Twenty years of local news and arts in the spotlight

And we’re now 18 weeks into our highly selective tour through the past 20 years of local news and arts in C-VILLE. This week, familiar faces and familiar structures. Some 12 years ago, we reported on what seemed a likely outcome for the four storefronts known collectively now as the Wachovia buildings: demolition. If only! As we report on page 9 this week, not only do those buildings remain largely unchanged, the prospects for redevelopment have thinned yet again. And, in other news, a look back at two culinary architects of Downtown’s revival, Tim Burgess and Vincent Derquenne, whose opening in 2003 of yet another restaurant landed them on the cover. In current news, their struggles with the Board of Architectural Review to update that eatery, Bang, gets covered in Restaurantarama on page 37. Stay tuned next week for another not-entirely random stroll down memory lane. In fact, check back every week. All year long we will continue to look back at the accumulated pluck and provocations that will power this free and freethinking institution into the next 20 years. 

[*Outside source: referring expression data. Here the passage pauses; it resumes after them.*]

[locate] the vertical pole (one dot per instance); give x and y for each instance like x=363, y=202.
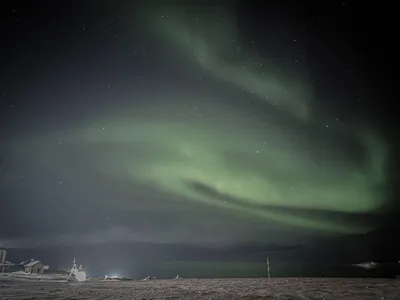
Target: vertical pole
x=3, y=254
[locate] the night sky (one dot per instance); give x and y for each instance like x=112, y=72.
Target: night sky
x=223, y=126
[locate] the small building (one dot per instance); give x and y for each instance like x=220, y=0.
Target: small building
x=34, y=267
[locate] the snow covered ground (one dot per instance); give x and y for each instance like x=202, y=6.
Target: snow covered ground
x=248, y=288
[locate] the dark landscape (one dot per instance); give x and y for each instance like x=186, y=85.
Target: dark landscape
x=249, y=288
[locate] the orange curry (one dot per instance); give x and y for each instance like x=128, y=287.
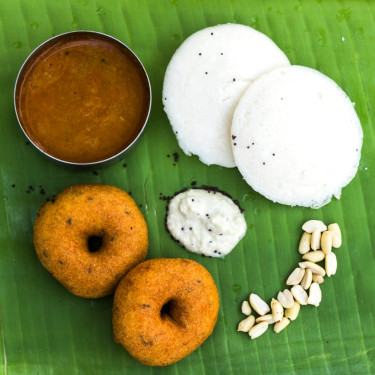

Paging through the archives

 

“Peer into the Downtown Mall’s crystal ball, and you may still see a wrecking ball in there—doing its damage to an entire block.

“Despite the sale of Jefferson National Bank to Wachovia…City Journal has learned that the plans to demolish JNB’s downtown block between East First and Second Streets are still alive and well…

“Should Wachovia decide to go forward with the plans after it has assumed ownership (JNB shareholders are expected to vote within the next few weeks), and should the B.A.R. and City Council approve the request, it looks like those run-down buildings will indeed be rubble-ized and something bigger and grander erected in their place.

“Word on the bricked street has it that some other local developers (did someone say Gabe Silverman?) may want to try and save the buildings and fix them up…”

—City Journal, September 9, 1997

 

 

 

 

 

 

 

 

 

Getting covered

 

“Theirs was a chance meeting in the late 1980s, when both worked in a Crozet restaurant known as The Gallery. How could the then-20somethings know that at the intersection of routes 240 and 250, Derquenne’s Parisian upbringing and Burgess’ West Virginia roots would eventually become ingredients in one of the longest lived and most successful restaurant partnerships in the City? Could they have any idea, moreover, that together they would stumble upon what would soon become a trait of Charlottesville cuisine—the new French-Southern cuisine?”